#351 – Why does your Ego love "us/them" thinking
If it can divide, it can win (that's what it thinks)
Thinking in terms of us vs. them can feel protective in uncertain times.
The narrative goes like this:
We––people like me––are the good ones. They––people not like me––are the bad ones. Therefore,
We deserve resources (shelter, food, wealth, jobs, health care). They don't. Therefore,
If/when they take our resources, they put us in danger. Therefore,
It's ok to hate them, shun them, deprive them of resources, kill them.
That's how the Ego (or a two-year-old protecting their toy in the playground) talks. "Mine!"
Is the Ego wrong to speak like that? Yes, and no.
YES
Yes, because when we outgrow the "mine!" phase, we learn to talk and negotiate agreements. We learn to share resources when we understand that not everything is a zero-sum game, even if giant corporations, industry lobbies, and media companies want us to believe that.
We understand that people born in the country AND people coming from abroad in search of a better life CAN live together. That being different (in skin color, table manners, or church habits) isn't a threat––but a bounty.

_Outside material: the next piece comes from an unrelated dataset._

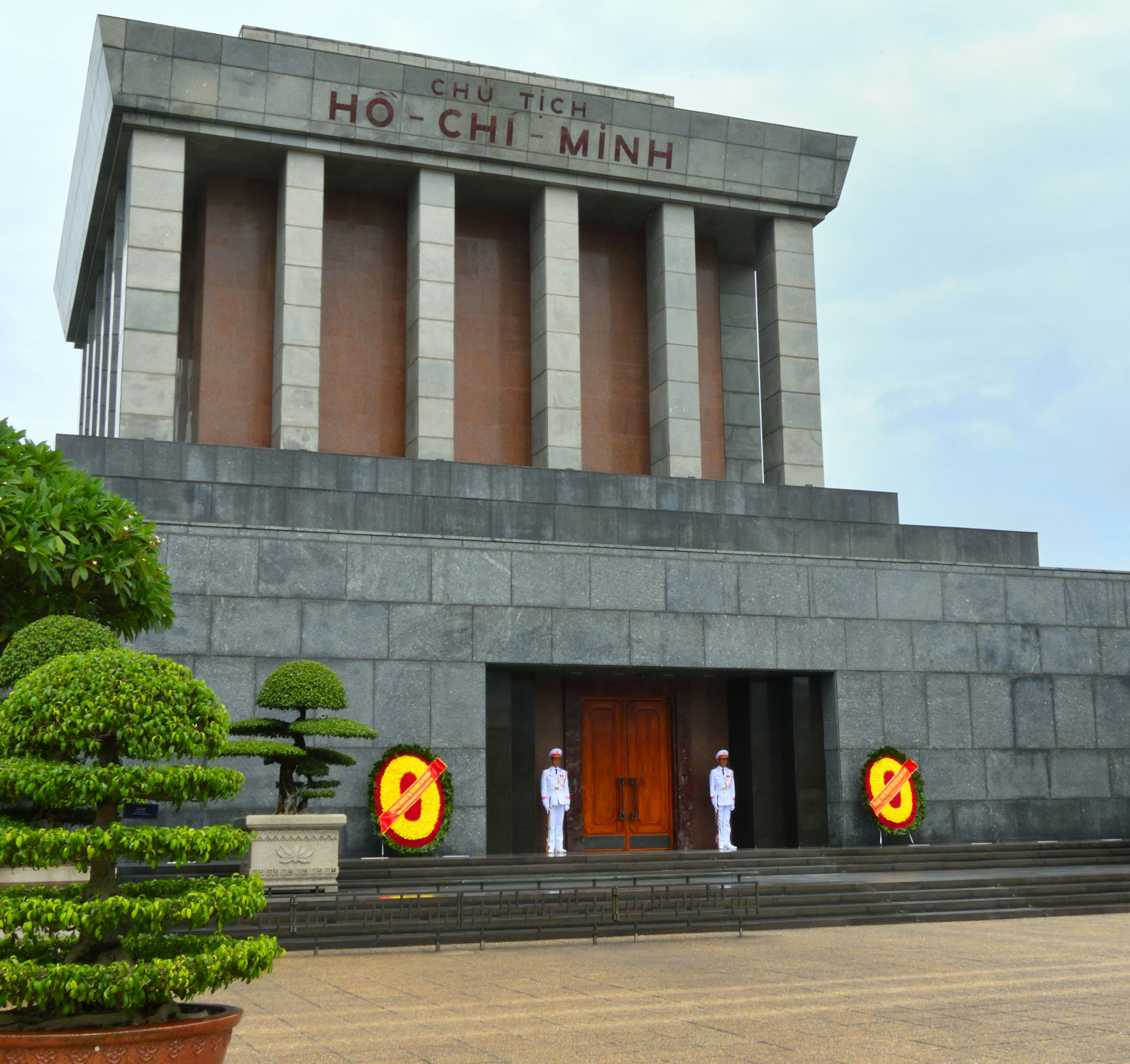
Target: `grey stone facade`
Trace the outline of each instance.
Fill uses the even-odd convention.
[[[318,450],[333,415],[319,378],[323,196],[359,182],[409,205],[407,455],[454,457],[454,225],[458,202],[478,200],[529,214],[534,465],[581,465],[577,224],[612,222],[647,233],[650,469],[702,473],[696,256],[709,241],[724,278],[725,475],[819,486],[812,227],[837,206],[854,144],[658,93],[99,16],[55,275],[84,352],[81,431],[195,439],[182,223],[219,168],[278,190],[273,448]]]
[[[376,846],[365,772],[406,741],[453,767],[449,851],[484,850],[488,666],[826,674],[834,845],[873,840],[858,777],[883,743],[922,765],[919,841],[1130,828],[1130,576],[1040,569],[1034,536],[915,530],[881,493],[60,444],[159,522],[177,620],[139,649],[190,665],[233,717],[282,660],[340,673],[381,733],[344,776],[349,855]],[[269,773],[247,775],[214,815],[268,808]]]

That people voting blue AND people voting red are just people, and they both want a better life for themselves and their communities––even if their idea of community differs.
NO
And no, because the Ego's job is to protect you and protect what's yours.
The Ego's arrested development makes it (now and forever) unable to get to a more sophisticated understanding of what it means to live in community.
The Ego will always think in us/them terms because it makes it feel safe.
The Ego will never outgrow the "mine!" phase. But you have.
Where will you erase the "us/them" narrative from your life?